The sense of moral burden seems to be negative aspect of moral sensitivity which shows that those personnel who are not adequately trained to deal with morally disturbing situations are at greater risk of suffering moral stress. As in other studies [18, 41, 44], the participants were mostly women and this dimension affects the female gender more. Women obtained higher scores in the degree of moral sensitivity [45]; and this is relevant since it could be a definitive element in moral sensitivity. On the same line, some authors such as Lützén [46] point out that there is a difference between genders in moral sensitivity. In addition, Tas Arslan [47] mentions in his study that female nurses as opposed to male nurses, tend to have greater moral sensitivity and more holistic approaches. Likewise, this could be related to the ethics of care theory proposed by Carol Gilligan [48].
It can be derived from the results that second year students have just received training in ethics of care, and this may influence a better result by comparing it to the results of senior and older students—who have already had the vast majority of training in the clinical practice setting and have lived real experiences [49]. This could coincide with the results obtained by Park and Kjervik [50] who observed that moral sensitivity increases by means of ethical education; meaning that senior students of nursing showed higher scores than first year students. These authors affirm that as there is a greater training, education, reflection and discussion about ethical issues in professionals and nursing students, their degree of moral sensitivity is being increased in caring relationships.
It should be noted that the University campus which shows a greater levels of moral sensitivity in this research, belongs to a religious order whose strategic line is the humanization of care, which makes this philosophy more evident in comparison with secular institutions [51].
Limitations
There are several limitations in this study which should be considered. Firstly, nursing students were selected by non-probabilistic convenience sampling and freely participated in the study; meaning that it could have been a selection bias. Nevertheless, in this research has participated a large number of students from universities in different locations and the profile of these students is similar to that of the rest of the students in the Spanish population; therefore, it is possible to generalize these results. Secondly, the overall reliability of the questionnaire found was slightly lower than expected and hence, the results should be interpreted with caution.

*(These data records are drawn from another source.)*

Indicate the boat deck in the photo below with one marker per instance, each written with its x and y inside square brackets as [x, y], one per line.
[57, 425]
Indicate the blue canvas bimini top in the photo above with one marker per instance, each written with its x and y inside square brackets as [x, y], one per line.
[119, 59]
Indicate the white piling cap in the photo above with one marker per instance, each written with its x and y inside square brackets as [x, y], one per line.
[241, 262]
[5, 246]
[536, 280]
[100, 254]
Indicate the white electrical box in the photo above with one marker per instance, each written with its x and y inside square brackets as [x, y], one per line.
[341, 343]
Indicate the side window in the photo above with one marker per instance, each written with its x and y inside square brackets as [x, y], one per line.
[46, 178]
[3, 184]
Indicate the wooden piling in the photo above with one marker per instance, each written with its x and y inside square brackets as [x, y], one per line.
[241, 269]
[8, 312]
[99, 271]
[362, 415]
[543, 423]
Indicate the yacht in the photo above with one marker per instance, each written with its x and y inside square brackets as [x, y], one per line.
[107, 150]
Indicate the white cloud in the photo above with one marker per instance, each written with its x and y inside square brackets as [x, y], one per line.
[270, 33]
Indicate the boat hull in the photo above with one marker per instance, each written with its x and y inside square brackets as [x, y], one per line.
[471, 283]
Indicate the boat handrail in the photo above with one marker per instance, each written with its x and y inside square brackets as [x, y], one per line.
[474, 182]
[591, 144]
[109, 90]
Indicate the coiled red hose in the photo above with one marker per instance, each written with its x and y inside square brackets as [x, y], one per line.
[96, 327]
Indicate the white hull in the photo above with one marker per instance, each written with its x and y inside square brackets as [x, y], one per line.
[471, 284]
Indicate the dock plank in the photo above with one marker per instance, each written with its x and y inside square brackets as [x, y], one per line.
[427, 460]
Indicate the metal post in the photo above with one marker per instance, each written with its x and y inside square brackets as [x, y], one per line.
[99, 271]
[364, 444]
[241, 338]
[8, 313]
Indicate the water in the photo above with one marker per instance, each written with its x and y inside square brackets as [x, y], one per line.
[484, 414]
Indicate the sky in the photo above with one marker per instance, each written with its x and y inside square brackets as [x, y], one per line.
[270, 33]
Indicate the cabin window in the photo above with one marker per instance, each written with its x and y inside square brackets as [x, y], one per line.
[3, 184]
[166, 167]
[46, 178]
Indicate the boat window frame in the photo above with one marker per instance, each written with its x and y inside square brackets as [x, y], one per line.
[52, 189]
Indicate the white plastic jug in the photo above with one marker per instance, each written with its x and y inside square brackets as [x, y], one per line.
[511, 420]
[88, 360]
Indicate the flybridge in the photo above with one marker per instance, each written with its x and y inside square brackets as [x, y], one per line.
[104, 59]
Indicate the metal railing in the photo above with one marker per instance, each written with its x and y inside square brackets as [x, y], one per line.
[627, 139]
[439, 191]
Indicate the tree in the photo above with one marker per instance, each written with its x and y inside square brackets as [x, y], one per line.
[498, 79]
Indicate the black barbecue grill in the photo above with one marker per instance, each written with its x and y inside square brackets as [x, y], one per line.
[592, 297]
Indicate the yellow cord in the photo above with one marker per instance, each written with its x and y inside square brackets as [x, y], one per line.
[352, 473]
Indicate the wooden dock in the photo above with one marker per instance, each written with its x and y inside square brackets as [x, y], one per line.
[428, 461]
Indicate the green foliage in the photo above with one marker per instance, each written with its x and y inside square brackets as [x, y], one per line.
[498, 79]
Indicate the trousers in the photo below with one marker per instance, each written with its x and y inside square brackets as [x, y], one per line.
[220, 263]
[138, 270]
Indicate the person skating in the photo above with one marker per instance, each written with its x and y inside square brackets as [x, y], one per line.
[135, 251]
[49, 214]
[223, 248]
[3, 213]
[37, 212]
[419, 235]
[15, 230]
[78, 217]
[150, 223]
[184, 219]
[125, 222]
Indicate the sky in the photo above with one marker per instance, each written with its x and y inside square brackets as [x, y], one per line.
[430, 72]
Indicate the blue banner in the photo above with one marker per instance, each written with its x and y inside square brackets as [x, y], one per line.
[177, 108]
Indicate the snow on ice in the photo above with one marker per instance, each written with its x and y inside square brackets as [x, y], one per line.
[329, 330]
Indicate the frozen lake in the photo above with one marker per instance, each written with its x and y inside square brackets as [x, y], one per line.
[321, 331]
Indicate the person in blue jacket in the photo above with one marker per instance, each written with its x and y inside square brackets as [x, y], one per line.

Nevertheless, temporal stability could also not be analyzed due to the type of questions that make up the questionnaire, as it may induce respondents to reflect on the subject. This reflection could in turn generate new attitudes towards the topic and consequently, cause inconsistencies in the answers between the two tests. Another limitation is that "sensitivity to change" was not analyzed. However, this could be studied in future post-intervention or longitudinal studies.
Conclusions
Ethical sensitivity is a key aspect of the ethical decision-making process; however, the meaning of moral burden can be interpreted as the negative valence of ethical sensitivity. Therefore, this kind of instrument are important when educate nurses, to notice their progression in the subject. The results of this study show that female nursing students with more experience in the clinical setting and with more education present higher sensitivity indexes, as well as those who study in centers where the strategic lines are the humanization of care.
In addition, the findings confirm that the Lützén questionnaire is multidimensional. In the Spanish sample, it was necessary to group the three initial factors into two: moral strength and sense of moral burden–grouping the moral responsibility items into the above items to make the instrument more resilient.